I’ve emailed Dr. Beates to see if there’s a way to get the entire chapter he wrote, “God’s Sovereignty and Genetic Anomalies,” posted here. Some of the other contributors to the book, Genetic Ethics, are also interesting, but his is the best articulation of God’s sovereignty thus far. I’ll let you know what I think after I read the entire book.
Here’s another excerpt from his chapter that I found both sobering and encouraging:
One of the most frequently-quoted but least-believed verses of Scripture is Romans 8:28. ‘And we know that in all things God works for the good of those who love him, who have been called according to his purpose.’ If we really believe that verse, if we really believed it to be true, we could rest in peace even in the midst of painful realities of life, such as children born with genetic anomalies. (Beates, p. 57-58)
“If we really believe that verse. . .” That is about as clear as it comes, and part of why I appreciate his writing. For Dr. Beates, the scripture is the anchor for assessing reality, not how he feels about his circumstance as a father of a daughter with significant disabilities. He trusts that God is able to do exactly what God has promised.
Dr. Beates then articulates the result of knowing who God is as revealed in God’s word: peace in the midst of painful realities of life.

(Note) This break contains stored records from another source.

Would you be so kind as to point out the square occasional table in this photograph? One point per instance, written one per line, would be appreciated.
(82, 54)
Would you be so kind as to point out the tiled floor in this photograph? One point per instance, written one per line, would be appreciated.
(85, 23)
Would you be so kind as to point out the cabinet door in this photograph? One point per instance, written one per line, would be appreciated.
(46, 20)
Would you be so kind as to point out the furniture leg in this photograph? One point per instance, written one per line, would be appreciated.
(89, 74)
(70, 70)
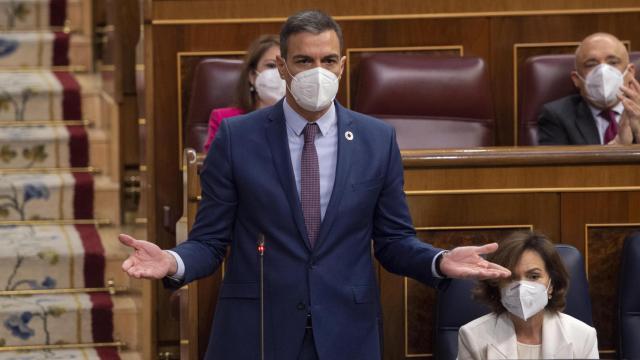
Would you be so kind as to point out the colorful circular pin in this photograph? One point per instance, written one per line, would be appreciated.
(348, 135)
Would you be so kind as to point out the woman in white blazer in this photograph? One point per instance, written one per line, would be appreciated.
(526, 322)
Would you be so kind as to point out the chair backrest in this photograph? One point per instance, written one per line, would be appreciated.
(455, 307)
(629, 299)
(432, 101)
(546, 78)
(213, 86)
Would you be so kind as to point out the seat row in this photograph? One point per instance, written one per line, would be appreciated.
(432, 101)
(456, 308)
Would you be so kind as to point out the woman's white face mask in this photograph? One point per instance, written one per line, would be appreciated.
(314, 89)
(524, 298)
(602, 85)
(270, 87)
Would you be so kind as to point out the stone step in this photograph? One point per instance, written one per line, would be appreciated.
(81, 52)
(67, 318)
(72, 354)
(55, 196)
(38, 50)
(36, 257)
(35, 15)
(106, 199)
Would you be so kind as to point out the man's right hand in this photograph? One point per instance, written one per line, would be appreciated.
(148, 261)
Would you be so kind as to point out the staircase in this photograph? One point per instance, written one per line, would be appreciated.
(62, 293)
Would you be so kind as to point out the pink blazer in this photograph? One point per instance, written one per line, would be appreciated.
(216, 117)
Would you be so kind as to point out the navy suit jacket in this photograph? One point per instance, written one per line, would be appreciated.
(248, 188)
(567, 121)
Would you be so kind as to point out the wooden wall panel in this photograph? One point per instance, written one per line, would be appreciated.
(594, 219)
(604, 244)
(508, 33)
(491, 29)
(224, 10)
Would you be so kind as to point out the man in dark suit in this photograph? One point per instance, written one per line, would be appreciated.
(607, 108)
(318, 181)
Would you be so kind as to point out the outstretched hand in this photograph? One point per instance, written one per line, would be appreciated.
(465, 262)
(148, 261)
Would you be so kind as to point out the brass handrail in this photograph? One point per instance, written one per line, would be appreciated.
(24, 69)
(30, 123)
(89, 169)
(97, 222)
(111, 288)
(118, 344)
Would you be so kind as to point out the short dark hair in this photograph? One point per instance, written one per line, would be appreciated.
(508, 255)
(312, 21)
(246, 97)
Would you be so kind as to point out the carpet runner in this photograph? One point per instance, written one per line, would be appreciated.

I hope there will be a way to provide access to the entire chapter for you. It is not an easy read; I found myself pausing several times to make sure I understood things. But it isn’t overly academic, either. There were a couple of places I paused because I’m not sure I agreed. On the central question about God’s sovereignty, however, I absolutely agree with him!
And he freely and frequently quotes the Bible. Maybe I read my own desires into it, but I got the impression he quoted so freely because he loves the Bible so much. I like that as well.